African-American women have a rich heritage of independence, intelligence and leadership dating back to the times of slavery.  And, in spite of great danger, black women have historically taken leading roles in the struggle for freedom and justice. They were the women of the civil rights movement. They worked tirelessly, demanding social revolution—but history has often overlooked this crowded rooster. Women who in fact, spearheaded the movement. However, once their efforts began to bear fruit, the prominent men of the era took center stage.

It was the women who called for and organized the bus boycott. The women who arranged car pools and sold cakes and pies to raise money for alternate transportation.
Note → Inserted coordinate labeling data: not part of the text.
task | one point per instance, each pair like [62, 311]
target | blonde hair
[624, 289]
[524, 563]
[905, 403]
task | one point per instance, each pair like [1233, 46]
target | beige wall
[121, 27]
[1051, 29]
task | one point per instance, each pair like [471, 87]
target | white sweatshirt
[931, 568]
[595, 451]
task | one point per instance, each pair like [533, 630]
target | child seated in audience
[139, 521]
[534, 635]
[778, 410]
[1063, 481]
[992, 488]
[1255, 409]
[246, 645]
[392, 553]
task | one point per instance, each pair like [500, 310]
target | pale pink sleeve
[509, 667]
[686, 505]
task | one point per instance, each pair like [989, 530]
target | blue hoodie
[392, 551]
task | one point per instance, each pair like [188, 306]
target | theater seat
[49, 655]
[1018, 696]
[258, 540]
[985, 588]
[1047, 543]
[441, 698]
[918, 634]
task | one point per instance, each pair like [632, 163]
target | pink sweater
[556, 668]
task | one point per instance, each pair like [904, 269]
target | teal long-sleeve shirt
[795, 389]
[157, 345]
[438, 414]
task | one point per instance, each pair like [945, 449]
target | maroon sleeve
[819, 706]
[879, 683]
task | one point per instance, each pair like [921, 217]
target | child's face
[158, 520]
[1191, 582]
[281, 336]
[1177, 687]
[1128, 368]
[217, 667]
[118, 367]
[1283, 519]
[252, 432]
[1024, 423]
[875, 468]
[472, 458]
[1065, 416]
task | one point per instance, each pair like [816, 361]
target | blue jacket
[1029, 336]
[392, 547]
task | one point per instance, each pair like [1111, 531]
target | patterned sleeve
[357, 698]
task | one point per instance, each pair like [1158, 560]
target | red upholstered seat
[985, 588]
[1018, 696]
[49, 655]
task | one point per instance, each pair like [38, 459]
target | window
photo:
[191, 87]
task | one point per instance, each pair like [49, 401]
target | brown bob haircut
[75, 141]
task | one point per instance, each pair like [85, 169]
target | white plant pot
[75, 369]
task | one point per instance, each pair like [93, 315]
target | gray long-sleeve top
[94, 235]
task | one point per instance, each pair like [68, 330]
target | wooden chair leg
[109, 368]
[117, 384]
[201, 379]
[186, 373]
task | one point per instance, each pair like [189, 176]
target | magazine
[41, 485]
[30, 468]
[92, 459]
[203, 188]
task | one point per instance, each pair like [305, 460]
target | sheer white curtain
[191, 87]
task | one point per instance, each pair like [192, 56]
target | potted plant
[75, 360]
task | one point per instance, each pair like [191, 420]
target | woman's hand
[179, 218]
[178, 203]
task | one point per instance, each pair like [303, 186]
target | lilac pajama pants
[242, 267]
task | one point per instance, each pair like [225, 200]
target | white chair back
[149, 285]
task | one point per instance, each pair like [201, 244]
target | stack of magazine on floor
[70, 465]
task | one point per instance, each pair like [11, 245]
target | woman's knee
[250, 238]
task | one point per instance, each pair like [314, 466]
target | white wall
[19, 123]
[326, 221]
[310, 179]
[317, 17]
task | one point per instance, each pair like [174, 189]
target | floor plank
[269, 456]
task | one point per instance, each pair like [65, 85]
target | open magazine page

It was tens of thousands of the women who participated in the March on Washington on August 28, 1963. But none of the female civil rights leaders marched in the procession with Dr. King, nor were any of them invited to speak to the enormous crowd. Instead, these women were asked to march on an adjacent street with the wives of the male leaders and to stay in the background. “In some ways it reflects the realities of the 1950s: There were relatively few women in public leadership roles,” recalls civil rights icon Julian Bond. And yet, thatdoesn’t excuse the way some women have just been written out of history.  While, the wives of the movement’s prominent male leaders, including Coretta Scott King, Betty Shabazz and Myrlie Evers Williams, were among the most visible women in the struggle. 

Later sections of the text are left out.